This article was published in The Hindu Business Line on Saturday, Mar 20, 2004.
THE grant of Exclusive Marketing Right (EMR) to Novartis ("Exclusive Marketing Rights — Novartis gets stay against 6 firms", Business Line, January 24) and the delay in granting EMR to Eli Lilly ("Eli Lilly's ED drug likely to face clone's onslaught", Business Line, February 15, 2004) have raised several controversial issues.
For Novartis, the grant means that it can exclusively sell or distribute its patented anti-cancer drug Glivec containing the active ingredient Imatinib mesylate, which is the subject matter of EMR. This move has affected six Indian pharmaceutical companies which have been manufacturing Imatinib mesylate at one-tenth its price, under different trade names. For Eli Lilly, the delay would result in the loss of profits over its patented drug, Cialis.
The impact of WTO
The Dunkel Draft — the predecessor to the Trade Related Intellectual Property Rights (TRIPS) Agreement — proposed that all countries that did not offer product patents for pharmaceutical and agricultural chemical products as on January 1, 1995 have to provide a means for accepting applications for such inventions (called the `mailbox'), apply applicable priority rights and provide exclusive marketing rights (EMRs) for such products.
The developing countries had a choice between EMR and product patents and many opted for the latter. As one of the chief opponents of TRIPS, India opted for the interim arrangements of `mailbox' and EMR.
Under Article 65.4 of the TRIPS, developing countries that did not have product patents were to get 10 years to comply with patent provisions in the pharmaceutical and agricultural chemical sectors. But in view of Articles 70.8 and 70.9, these countries did not get even one day's transition, as they had to accept product patent applications through the `mailbox' and EMR.
The concept of EMR has its origin in a US legislation — the Hatch-Waxman Act, 1984, which granted a five-year market exclusivity period for an innovative drug. This provision was meant to protect drugs that either enjoyed no patent protection or had less than five years of protection left at the time of approval.
Not surprisingly, the issue of EMR was brought up by the US before the panel of the WTO's Dispute Settlement Body. The issue in United States vs. India (1997) was whether the Indian Patents Act, 1970 (Act) had established a mechanism that adequately preserved novelty and priority with respect to patent applications covering pharmaceutical and agricultural chemical inventions, given that under the Act substances classified as "food, medicine or drug" were entitled to process patent and not product patent protection.
The WTO panel concluded that India did not comply with its obligations under Article 70.8(a) of the TRIPS Agreement and violated its obligation to provide EMR during the transitional period under Article 70.9. The WTO Appellate Body upheld the panel's conclusions.
Consequently, the Act was amended in 1999 granting product patents for pharmaceuticals from January 1, 2005. As a prelude to full implementation in 2005, the Act provided that applicants may immediately receive EMR, a patent-like right governed by conventional patent doctrines.
EMRs: Legal implications
EMRs were introduced as an effective way to stall imitation of patented products by the local industry. It is only a privilege granted in anticipation of a patent right. EMRs offer rights similar to that of patents.
The right to make or use an invention may not be commercially viable without the right to sell or distribute the product. EMRs are even stronger than patents as the right of a national patent office to grant or reject the right is severely circumscribed.
Chapter IV-A of the Act lays down certain preconditions that have to be met before EMRs are granted. Before a claim is made, an application for the same invention should have been filed in a WTO member-country on or after January 1, 1995.
The patent grant and approval to sell and distribute the invention should have been granted in that country on or after the date of making a claim in India. Moreover, the approval to sell or distribute the invention should have been granted by the authority specified in this behalf.
If these conditions are satisfied, the EMR shall be granted from the date of approval till a period of five years or till the date of grant of patent or the date of rejection of application for the grant of patents, whichever is earlier.
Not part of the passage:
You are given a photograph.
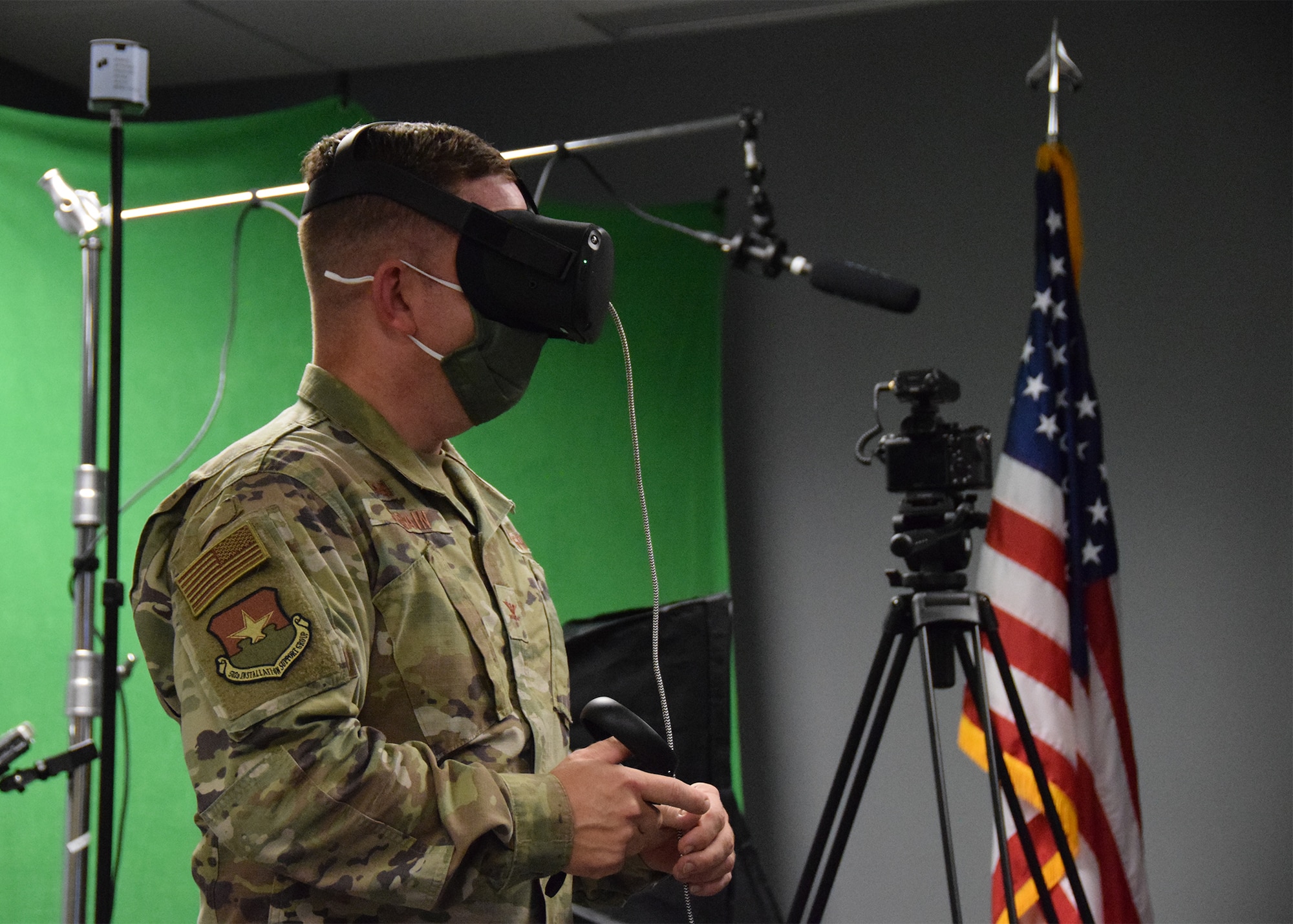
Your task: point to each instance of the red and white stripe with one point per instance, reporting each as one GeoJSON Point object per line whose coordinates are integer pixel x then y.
{"type": "Point", "coordinates": [1082, 727]}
The grant of EMR would mean that the patent-like protection would be extended to the product even before the patent application is processed.
This interim arrangement can have disastrous consequences. In the event of the patent application failing to materialise in the form of a grant, it would mean that the EMR holder, in most cases pharma MNCs, , obtain a monopoly in selling and distributing products during the period of grant of EMR.
More sinisterly, it could mean exclusive exploitation of new markets without the backing of a right to do so. It is submitted that the Government should demand some security against such exploitation before granting EMR.
The grant of EMR results in a right stronger than that of a patent grant. Compared to a patent, the procedure involved in getting an EMR is much easier and without any provision for opposition of such a grant. India's belief that EMR obligation is weaker than that of product patents is misplaced. As the procedure for granting EMR does not have any review mechanism to check abuse, it can, in effect, offer a monopoly more rigid than that of patents.